The principal activity of the company, which remained unchanged from last year, was that of a specialist international foods distributor, together with the operation of a cash and carry centre for international and general foods.
2.Accounting policies
The financial statements have been prepared under the historical cost convention unless otherwise specified within these accounting policies and in accordance with Financial Reporting Standard 102, the Financial Reporting Standard applicable in the UK and the Republic of Ireland and the Companies Act 2006.
The preparation of financial statements in compliance with FRS 102 requires the use of certain critical accounting estimates. It also requires management to exercise judgment in applying the Company's accounting policies (see note 3).
The following principal accounting policies have been applied:
The Company meets its day-to-day working capital requirements through careful management of working capital positions. After making enquiries, the Directors have a reasonable expectation that the Company has adequate resources to continue in operational existence for the foreseeable future.
The Company therefore continues to adopt the going concern basis in preparing its financial statements.
Revenue shown in the profit and loss account represents amounts receivable for goods and management income provided during the year in the normal course of business, net of discounts, VAT and other sales and related taxes.

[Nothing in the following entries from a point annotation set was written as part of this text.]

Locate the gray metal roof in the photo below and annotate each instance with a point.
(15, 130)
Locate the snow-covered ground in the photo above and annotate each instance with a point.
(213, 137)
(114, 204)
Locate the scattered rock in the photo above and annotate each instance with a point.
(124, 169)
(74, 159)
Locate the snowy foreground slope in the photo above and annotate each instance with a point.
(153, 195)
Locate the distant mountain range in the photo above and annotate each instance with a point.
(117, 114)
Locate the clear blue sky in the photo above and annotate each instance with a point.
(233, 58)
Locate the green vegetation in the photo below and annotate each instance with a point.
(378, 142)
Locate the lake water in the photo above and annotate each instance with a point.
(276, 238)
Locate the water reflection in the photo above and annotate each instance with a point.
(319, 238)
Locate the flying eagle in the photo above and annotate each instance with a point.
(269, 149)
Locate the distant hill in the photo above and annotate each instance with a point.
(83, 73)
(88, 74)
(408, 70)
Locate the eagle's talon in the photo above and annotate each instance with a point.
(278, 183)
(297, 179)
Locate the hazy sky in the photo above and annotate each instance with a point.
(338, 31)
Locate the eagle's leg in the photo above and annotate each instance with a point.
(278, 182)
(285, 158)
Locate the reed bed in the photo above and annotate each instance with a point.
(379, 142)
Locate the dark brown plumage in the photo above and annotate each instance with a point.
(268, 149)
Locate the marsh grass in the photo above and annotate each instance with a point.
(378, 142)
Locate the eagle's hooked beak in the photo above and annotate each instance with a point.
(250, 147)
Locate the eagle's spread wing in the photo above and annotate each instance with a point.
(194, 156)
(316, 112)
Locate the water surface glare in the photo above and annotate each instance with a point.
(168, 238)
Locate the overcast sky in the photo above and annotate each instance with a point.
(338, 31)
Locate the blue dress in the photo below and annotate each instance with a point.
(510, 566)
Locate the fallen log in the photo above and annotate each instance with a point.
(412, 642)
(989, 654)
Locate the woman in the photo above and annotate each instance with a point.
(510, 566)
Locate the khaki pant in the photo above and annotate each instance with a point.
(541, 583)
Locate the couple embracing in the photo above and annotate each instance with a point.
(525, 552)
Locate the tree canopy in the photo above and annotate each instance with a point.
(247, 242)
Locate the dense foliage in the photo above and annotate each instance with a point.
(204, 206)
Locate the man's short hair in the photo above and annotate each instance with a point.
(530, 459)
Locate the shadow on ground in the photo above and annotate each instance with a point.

Sale of goods Revenue for the sale of all goods is recognised once the customer takes delivery as this is the point at which the significant risks and rewards are transferred from the Company to the customer. Sales invoices are raised when an order is received and processed. Occasionally a customer will take delivery of the goods subsequently. Accordingly, an adjustment is made to ensure that sales are recognised within the correct accounting period (i.e. the period in which the customer takes delivery). Rental income Rental income is recognised on a monthly basis in advance of the services provided. Revenue is recognised in the accounting period in which the services are rendered. With the exception of cash sales, sales are made with credit terms. The element of financing is deemed immaterial and disregarded in the treatment of revenue.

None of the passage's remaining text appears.